Chinese business conditions PMIs for June (Tuesday and Wednesday) are expected to be little changed.
In Australia, expect credit growth to remain soft and the ABS’ payroll survey for mid-June to likely show an improvement consistent with reopening (both due Tuesday). CoreLogic home price data for June is likely to show a further 0.7% decline in home prices and building approvals for May are likely to fall 8% (both Wednesday). The trade surplus (Thursday) is likely to have remained large and final retail sales data for May (Friday) are likely to confirm the 16.3% or so rebound already reported for preliminary data by the ABS.
Outlook for investment markets
After a strong rally from March lows, we believe shares remain vulnerable to short term setbacks given uncertainties around coronavirus, economic recovery and US/China tensions. But on a 6 to 12-month horizon, we think shares may see good total returns, helped by a pick-up in economic activity and massive policy stimulus.
Low starting-point yields are likely to result in low returns from bonds once the dust settles from coronavirus.
Unlisted commercial property and infrastructure are ultimately likely to continue benefitting from a resumption of the search for yield, but we believe the hit to economic activity and hence rents from the virus will weigh heavily on near term returns.
The Australian housing market has slowed in response to coronavirus. Home prices are falling and higher unemployment, a stop to immigration and rent holidays pose a major threat to property prices into next year. While we think that government policies to support jobs and incomes and the bank payment holiday out to September have headed off the risk of a 20% plus fall in prices, they are still expected to fall by around 5 to 10% into next year.

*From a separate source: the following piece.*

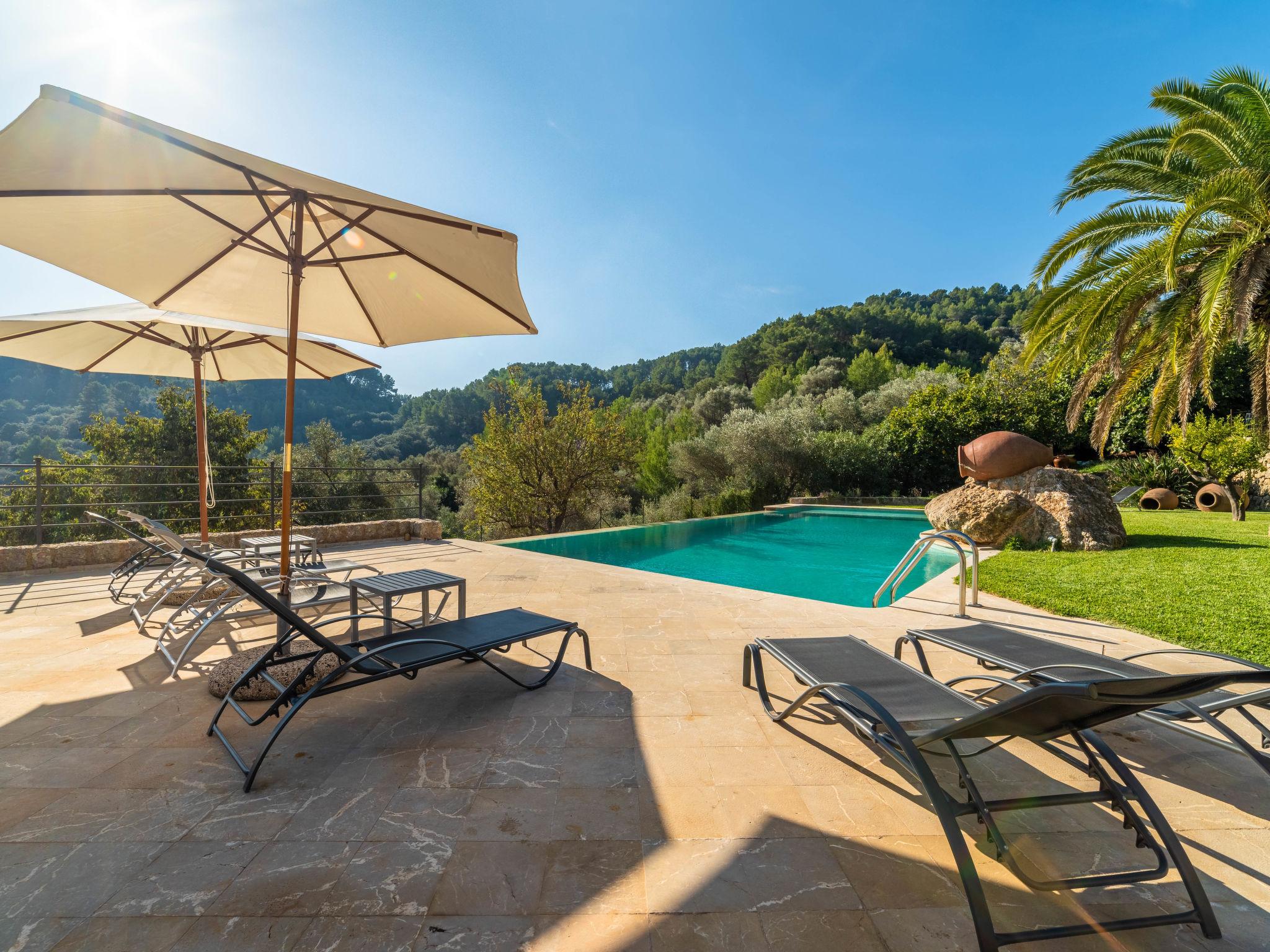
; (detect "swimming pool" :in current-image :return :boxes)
[504,506,956,606]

We believe cash & bank deposits are likely to provide very poor returns, given the ultra-low cash rate of just 0.25%.
Although the Australian dollar is vulnerable to bouts of uncertainty about the global recovery and US/China tensions, we think a continuing rising trend is likely if the threat from coronavirus continues to recede; Particularly with the US expanding its money supply far more than Australia is via quantitative easing and with China’s earlier recovery supporting demand for Australian raw materials (assuming political tensions between Australia and China are kept to a minimum).